Although I didn't cover this (because I was answering your direct question
on how to attach a document to a template), I do what Charles recommends
when I'm about to re-formatting a document received from someone else. On
the other hand I attach the template, update styles and detach when I want
to change style definitions or change toolbars having amended the template
(e.g., because the template is common to a number of documents). In my work,
I do this quite often. Another reason to be thankful for Word's flexibility!

--Clive Huggan
 
A

Anon

The notes are from a document titled "Bend
Word to your Will" (downloadable from
www.mvps.org/word/FAQs/WordMac/Bend/BendWord.htm). If you want
to read information related to this topic, the new January 2004
edition should be posted there in a few days' time (don't bother
downloading the presently available May 2003 edition).
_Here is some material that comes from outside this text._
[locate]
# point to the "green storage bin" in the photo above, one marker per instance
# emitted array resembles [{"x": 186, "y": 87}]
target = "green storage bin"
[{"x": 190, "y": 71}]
Clive, the document up on the Web now includes a last revision
date of August 2003. Is that the most recent article on the topic
that you've done, or is there still a more recent one on the way?
 
C

Clive Huggan

Clive, the document up on the Web now includes a last revision
date of August 2003. Is that the most recent article on the topic
that you've done, or is there still a more recent one on the way?

The person who uploads the articles put the August one up in error, and in
the last few days there has been a delay while it all went on to on a new
server. However, the January 2004 edition has *just* gone up there now.

I've just been told there is a new URL for the MVPs Word site. From now on
it's http://word.mvps.org
although
http://www.word.mvps.org
will also work. There will be redirects at the old site.

So the URL for "Bend Word to your will" is now
http://word.mvps.org/FAQs/WordMac/Bend/BendWord.htm


The part you'll be interested in is the styles notes starting on page 60,
and particularly around page 73 for attaching templates etc.

If you read anything else in "Bend Word to your will" other than the
background to your query, be aware that apart from the styles notes and the
appendices, virtually all the other articles are treated more or less as
dictionary entries. The table of contents therefore assumes some importance
in navigating. You'll find lots of hyperlinked cross-references too, and the
"Find" command is always useful. You should read pages 15-24 for important
notes on making the hyperlinks visible etc (necessary because I prefer to
have a shaded background to distinguish them from ordinary text, and for web
addresses not to have underlining -- typographical monstrosity that it is).
Those pages also include important comments on such things as pagination and
my working situation, which has shaped the particular way I use Word (so
some of my habits will differ from e.g. large corporate users, and even when
compared with other users' methods will still reflect personal preferred
ways of doing things, such as my aversion to using the mouse). The
implication of this is: be selective when reading the document. They are
essentially my personal notes on how I use Word, enlarged a little so my
friends could derive benefit from them.

And since most participants in this newsgroup are on Windows: although the
notes are written primarily to describe Word 2001 on the Mac platform, there
are not many differences between the Mac and the Windows version released
the previous year (I use Windows manuals almost all the time rather than Mac
manuals, because they are more comprehensive, and I operate Word easily on
both platforms). There are some notes on the main Windows/Mac differences
under the heading "If you¹re using a Windows version of Word" on page 16 and
"PCs and Macs, main differences in Word interfaces" on page 104; probably
the main one you need to be aware of for the styles topic you'll be reading
is that the "Command" key on the Mac is usually "Control" on the PC.